As one SP worker said, "A girl would be walking with a bundle of firewood on her head, alone, and he would not even look at her." Another one added, "There was mourning across the land when he died. Stoves were not lit. Women refused to cook."
It is with the support of the people and his influence with over 500 village pradhans that Dadua evaded capture for years. As the time of outlaws began to decline, Dadua gravitated towards politics. He supported the BSP since it emerged on the scene, and later the SP. Dadua, however, landed on a sticky wicket when he entered into a confrontation with Mayawati. He was killed in an encounter in the summer of 2007.

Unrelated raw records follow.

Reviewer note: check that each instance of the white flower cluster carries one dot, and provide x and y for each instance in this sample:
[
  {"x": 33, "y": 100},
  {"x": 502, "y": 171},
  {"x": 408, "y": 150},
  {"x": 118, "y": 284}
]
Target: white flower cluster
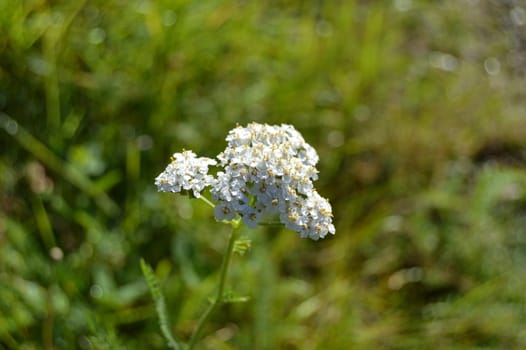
[
  {"x": 266, "y": 171},
  {"x": 186, "y": 172}
]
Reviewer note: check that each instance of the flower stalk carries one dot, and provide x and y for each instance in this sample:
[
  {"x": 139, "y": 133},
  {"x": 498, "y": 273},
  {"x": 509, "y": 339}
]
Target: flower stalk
[{"x": 221, "y": 287}]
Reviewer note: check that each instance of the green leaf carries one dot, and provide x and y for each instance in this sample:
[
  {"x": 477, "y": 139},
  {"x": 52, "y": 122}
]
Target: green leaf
[{"x": 160, "y": 305}]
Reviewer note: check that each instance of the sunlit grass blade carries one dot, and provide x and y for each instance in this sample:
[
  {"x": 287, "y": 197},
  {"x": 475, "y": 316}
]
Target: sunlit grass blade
[{"x": 160, "y": 305}]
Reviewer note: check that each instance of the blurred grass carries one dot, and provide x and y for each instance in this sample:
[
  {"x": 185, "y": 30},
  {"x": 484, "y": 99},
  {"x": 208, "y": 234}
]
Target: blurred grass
[{"x": 417, "y": 111}]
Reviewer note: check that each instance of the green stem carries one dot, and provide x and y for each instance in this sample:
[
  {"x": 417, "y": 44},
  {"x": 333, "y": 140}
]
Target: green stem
[{"x": 222, "y": 278}]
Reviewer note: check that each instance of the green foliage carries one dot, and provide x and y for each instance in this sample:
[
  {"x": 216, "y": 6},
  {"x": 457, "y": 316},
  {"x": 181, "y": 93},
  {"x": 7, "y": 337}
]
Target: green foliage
[
  {"x": 415, "y": 107},
  {"x": 160, "y": 305}
]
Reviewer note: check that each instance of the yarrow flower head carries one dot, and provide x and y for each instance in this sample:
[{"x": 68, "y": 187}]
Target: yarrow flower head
[{"x": 265, "y": 171}]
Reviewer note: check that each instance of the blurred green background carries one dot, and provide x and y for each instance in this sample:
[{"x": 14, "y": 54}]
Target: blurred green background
[{"x": 417, "y": 109}]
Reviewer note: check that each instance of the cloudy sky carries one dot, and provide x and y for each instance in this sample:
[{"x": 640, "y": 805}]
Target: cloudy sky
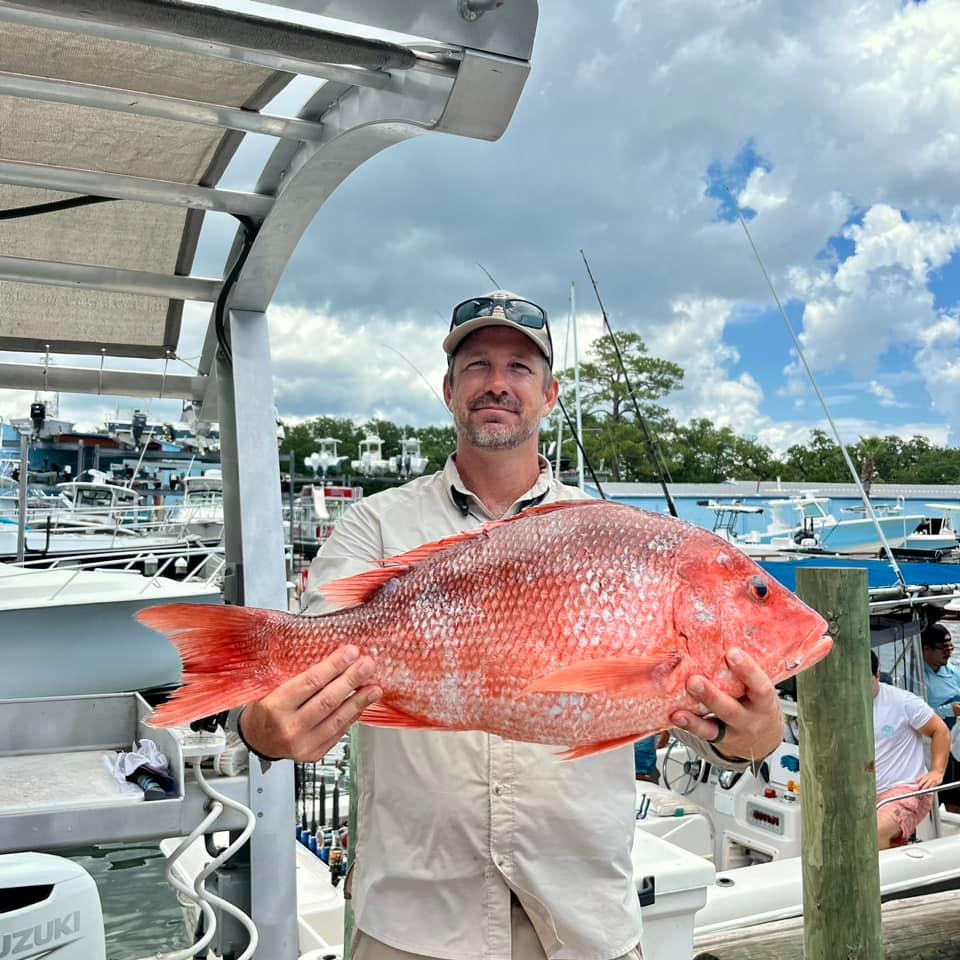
[{"x": 833, "y": 124}]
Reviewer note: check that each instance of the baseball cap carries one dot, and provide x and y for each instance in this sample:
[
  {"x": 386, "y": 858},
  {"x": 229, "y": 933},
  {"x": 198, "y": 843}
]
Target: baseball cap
[{"x": 500, "y": 308}]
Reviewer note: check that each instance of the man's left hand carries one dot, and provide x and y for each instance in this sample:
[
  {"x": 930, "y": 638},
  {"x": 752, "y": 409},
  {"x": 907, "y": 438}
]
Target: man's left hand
[
  {"x": 752, "y": 726},
  {"x": 930, "y": 779}
]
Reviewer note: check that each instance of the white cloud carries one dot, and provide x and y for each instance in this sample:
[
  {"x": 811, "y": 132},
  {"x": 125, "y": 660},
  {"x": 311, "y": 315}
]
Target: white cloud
[
  {"x": 879, "y": 297},
  {"x": 764, "y": 191},
  {"x": 885, "y": 396},
  {"x": 693, "y": 338}
]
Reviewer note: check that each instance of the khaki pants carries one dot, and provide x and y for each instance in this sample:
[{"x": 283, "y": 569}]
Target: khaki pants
[{"x": 526, "y": 944}]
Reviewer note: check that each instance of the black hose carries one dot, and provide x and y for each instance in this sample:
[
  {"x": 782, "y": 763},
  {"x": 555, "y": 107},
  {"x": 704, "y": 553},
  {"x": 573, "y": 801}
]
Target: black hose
[{"x": 230, "y": 281}]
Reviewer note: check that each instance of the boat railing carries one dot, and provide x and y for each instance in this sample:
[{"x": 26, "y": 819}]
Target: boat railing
[
  {"x": 208, "y": 570},
  {"x": 122, "y": 522}
]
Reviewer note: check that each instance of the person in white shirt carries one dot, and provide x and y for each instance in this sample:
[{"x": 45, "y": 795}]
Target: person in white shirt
[
  {"x": 900, "y": 722},
  {"x": 471, "y": 847}
]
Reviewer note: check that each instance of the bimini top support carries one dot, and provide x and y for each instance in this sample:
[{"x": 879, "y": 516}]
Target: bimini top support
[{"x": 118, "y": 119}]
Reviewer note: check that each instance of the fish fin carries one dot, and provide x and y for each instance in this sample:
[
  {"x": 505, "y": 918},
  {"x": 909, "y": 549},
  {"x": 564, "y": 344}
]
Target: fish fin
[
  {"x": 590, "y": 749},
  {"x": 383, "y": 715},
  {"x": 628, "y": 676},
  {"x": 352, "y": 591},
  {"x": 222, "y": 649}
]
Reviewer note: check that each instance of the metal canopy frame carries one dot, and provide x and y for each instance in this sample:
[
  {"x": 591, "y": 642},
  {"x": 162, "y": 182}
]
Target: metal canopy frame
[
  {"x": 376, "y": 93},
  {"x": 463, "y": 75}
]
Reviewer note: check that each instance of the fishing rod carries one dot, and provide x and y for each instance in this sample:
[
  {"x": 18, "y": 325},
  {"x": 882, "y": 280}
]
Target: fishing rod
[
  {"x": 652, "y": 448},
  {"x": 823, "y": 403}
]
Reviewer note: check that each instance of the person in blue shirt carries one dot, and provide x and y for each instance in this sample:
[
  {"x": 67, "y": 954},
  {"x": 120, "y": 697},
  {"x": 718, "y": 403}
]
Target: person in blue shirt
[{"x": 942, "y": 685}]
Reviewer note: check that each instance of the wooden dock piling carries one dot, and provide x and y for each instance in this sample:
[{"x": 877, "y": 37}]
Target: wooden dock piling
[{"x": 841, "y": 874}]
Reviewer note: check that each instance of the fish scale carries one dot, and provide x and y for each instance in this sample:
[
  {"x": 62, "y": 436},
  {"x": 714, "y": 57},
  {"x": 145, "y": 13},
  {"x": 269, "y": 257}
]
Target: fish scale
[{"x": 575, "y": 623}]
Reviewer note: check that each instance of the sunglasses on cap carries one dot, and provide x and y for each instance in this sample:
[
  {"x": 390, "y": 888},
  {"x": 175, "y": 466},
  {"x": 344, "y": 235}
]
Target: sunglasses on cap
[{"x": 521, "y": 312}]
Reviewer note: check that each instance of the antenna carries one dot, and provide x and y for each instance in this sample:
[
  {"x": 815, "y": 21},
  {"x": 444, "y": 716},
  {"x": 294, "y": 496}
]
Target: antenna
[
  {"x": 489, "y": 275},
  {"x": 823, "y": 403}
]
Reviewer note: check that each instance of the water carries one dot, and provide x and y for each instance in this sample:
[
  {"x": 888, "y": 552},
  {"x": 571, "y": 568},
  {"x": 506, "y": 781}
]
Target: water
[{"x": 140, "y": 910}]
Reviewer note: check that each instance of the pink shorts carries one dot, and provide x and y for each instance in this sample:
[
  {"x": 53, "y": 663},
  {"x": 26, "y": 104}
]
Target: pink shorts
[{"x": 908, "y": 813}]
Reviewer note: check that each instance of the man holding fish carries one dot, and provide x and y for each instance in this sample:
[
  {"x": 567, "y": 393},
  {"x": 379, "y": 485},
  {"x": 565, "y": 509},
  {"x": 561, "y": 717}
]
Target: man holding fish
[
  {"x": 478, "y": 621},
  {"x": 471, "y": 845}
]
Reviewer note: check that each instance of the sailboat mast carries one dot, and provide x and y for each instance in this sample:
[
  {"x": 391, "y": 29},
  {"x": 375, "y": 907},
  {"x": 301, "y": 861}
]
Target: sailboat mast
[{"x": 576, "y": 383}]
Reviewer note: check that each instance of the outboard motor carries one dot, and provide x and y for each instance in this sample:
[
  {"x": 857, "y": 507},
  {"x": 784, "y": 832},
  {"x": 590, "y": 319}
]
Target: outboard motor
[
  {"x": 38, "y": 414},
  {"x": 48, "y": 906}
]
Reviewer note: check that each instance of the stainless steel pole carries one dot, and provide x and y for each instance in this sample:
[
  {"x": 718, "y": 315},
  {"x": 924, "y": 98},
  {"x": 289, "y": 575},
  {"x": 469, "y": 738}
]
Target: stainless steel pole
[{"x": 22, "y": 503}]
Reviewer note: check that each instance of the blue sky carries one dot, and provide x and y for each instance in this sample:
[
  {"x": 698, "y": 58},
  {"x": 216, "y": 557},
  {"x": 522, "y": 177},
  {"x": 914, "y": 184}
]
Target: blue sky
[{"x": 833, "y": 124}]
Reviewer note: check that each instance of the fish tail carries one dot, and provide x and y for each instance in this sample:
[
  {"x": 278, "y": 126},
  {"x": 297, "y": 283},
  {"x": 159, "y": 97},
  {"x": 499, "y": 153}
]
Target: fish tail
[{"x": 222, "y": 650}]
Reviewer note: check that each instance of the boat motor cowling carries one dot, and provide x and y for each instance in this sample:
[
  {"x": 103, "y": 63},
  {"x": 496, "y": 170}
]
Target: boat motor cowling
[{"x": 48, "y": 905}]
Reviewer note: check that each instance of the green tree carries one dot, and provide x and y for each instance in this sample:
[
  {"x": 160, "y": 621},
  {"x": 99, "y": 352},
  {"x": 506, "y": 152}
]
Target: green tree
[{"x": 615, "y": 439}]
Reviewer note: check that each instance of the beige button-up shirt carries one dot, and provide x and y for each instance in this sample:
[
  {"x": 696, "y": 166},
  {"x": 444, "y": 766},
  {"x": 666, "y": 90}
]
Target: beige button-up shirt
[{"x": 449, "y": 822}]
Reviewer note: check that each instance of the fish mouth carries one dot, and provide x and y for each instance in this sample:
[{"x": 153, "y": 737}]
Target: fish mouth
[{"x": 812, "y": 649}]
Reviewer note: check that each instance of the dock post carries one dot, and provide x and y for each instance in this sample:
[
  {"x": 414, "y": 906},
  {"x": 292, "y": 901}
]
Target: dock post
[
  {"x": 841, "y": 872},
  {"x": 353, "y": 835}
]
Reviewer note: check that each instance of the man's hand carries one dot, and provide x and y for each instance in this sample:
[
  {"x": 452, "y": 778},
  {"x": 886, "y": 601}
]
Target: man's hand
[
  {"x": 752, "y": 726},
  {"x": 304, "y": 717},
  {"x": 930, "y": 779}
]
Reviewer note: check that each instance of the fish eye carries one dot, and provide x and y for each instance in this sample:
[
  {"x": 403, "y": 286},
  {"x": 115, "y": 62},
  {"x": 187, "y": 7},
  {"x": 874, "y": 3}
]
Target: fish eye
[{"x": 758, "y": 588}]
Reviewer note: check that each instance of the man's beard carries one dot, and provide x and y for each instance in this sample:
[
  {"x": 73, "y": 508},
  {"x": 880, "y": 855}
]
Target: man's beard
[{"x": 495, "y": 436}]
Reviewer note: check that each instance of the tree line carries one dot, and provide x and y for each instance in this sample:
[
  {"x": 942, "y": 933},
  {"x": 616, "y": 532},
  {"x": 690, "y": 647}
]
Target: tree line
[{"x": 694, "y": 452}]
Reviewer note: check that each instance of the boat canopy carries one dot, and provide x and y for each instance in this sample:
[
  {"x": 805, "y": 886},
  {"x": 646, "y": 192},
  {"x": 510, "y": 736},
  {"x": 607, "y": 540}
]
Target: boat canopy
[{"x": 119, "y": 118}]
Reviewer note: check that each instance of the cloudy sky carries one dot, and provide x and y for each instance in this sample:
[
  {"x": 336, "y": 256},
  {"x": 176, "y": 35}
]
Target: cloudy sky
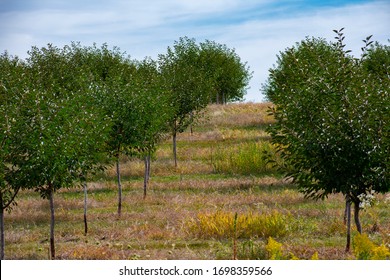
[{"x": 257, "y": 29}]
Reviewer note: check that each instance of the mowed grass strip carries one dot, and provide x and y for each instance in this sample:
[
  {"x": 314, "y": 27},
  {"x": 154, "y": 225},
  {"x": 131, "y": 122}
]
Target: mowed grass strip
[{"x": 189, "y": 211}]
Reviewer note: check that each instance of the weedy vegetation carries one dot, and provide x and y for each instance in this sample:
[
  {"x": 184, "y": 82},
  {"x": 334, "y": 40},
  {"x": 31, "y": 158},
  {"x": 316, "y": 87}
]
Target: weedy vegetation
[{"x": 223, "y": 201}]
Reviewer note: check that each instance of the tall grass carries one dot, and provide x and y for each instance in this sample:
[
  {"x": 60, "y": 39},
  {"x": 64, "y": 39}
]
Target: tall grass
[
  {"x": 225, "y": 225},
  {"x": 245, "y": 158}
]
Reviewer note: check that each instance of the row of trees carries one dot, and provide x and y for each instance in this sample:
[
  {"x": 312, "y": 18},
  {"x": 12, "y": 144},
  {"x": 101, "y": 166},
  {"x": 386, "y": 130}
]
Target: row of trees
[
  {"x": 67, "y": 112},
  {"x": 332, "y": 114}
]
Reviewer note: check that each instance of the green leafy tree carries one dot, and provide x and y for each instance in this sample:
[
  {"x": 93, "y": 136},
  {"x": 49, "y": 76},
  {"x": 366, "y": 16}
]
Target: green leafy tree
[
  {"x": 12, "y": 89},
  {"x": 332, "y": 120},
  {"x": 61, "y": 126},
  {"x": 187, "y": 85},
  {"x": 112, "y": 74},
  {"x": 155, "y": 112},
  {"x": 227, "y": 74}
]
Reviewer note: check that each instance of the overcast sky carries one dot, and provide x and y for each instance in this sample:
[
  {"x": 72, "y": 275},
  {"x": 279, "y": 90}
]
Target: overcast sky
[{"x": 257, "y": 29}]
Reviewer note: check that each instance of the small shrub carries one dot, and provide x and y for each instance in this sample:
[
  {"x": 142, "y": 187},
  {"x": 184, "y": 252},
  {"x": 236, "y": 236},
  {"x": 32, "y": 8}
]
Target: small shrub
[
  {"x": 365, "y": 249},
  {"x": 274, "y": 249}
]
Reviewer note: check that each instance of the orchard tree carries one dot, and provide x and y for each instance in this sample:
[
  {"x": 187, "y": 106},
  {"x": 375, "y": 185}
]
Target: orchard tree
[
  {"x": 12, "y": 89},
  {"x": 61, "y": 128},
  {"x": 186, "y": 83},
  {"x": 332, "y": 119},
  {"x": 155, "y": 112},
  {"x": 94, "y": 157},
  {"x": 112, "y": 73},
  {"x": 225, "y": 71}
]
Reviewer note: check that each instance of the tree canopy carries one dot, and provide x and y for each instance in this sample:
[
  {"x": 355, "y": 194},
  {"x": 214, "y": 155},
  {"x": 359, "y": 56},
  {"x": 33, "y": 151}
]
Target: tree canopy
[{"x": 332, "y": 117}]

While the era of the great dacoits has ended with the killing of Dadua, a strange mix of combativeness and estrangement continues in Bundelkhand. One can see that in the three-storey temple in Fatehpur district where Dadua's idol has been established by his son. Every year, locals say, lakhs come here in reverence to pay obeisance.
Badri Singh, a young man, credited Dadua with "development" in his village next to the temple. "You see all the development here, the good road and other economic activity is all the result of the temple he left us with. And you know why? Because officers and MLAs from all over come to the temple," Singh said.
"If it wasn't for this temple, do you think anyone would bother about our remote part of the world. Dadua put us on the map. He is like a God to us," he said.
One pilgrim in his twenties, who had come all the way from Allahabad said that the stories of Dadua had travelled to his town. "If I had known him or seen him then I would be the luckiest man in the world," he said. "I'm sure my life would have been very different."
Dadua's house in his native village of Deokali is now reduced to rubble, but he lives on in the memories of several generations and in the imagination of the younger lot. People who vote for Veer have no qualms about saying they do so because of his father.
Moolchand Gupta, who runs a kirana store, remembers Dadua coming to the village after sunset under the cover of darkness camouflaged by the thick shrubbery and then leaving at dawn. The 45-year-old said Dadua always gifted him Rs.10 or Rs.15 if he saw him hanging around.
For a second time, Moolchand would vote for Veer to make him a legislator. "We elect the son as a gift to his father," he said.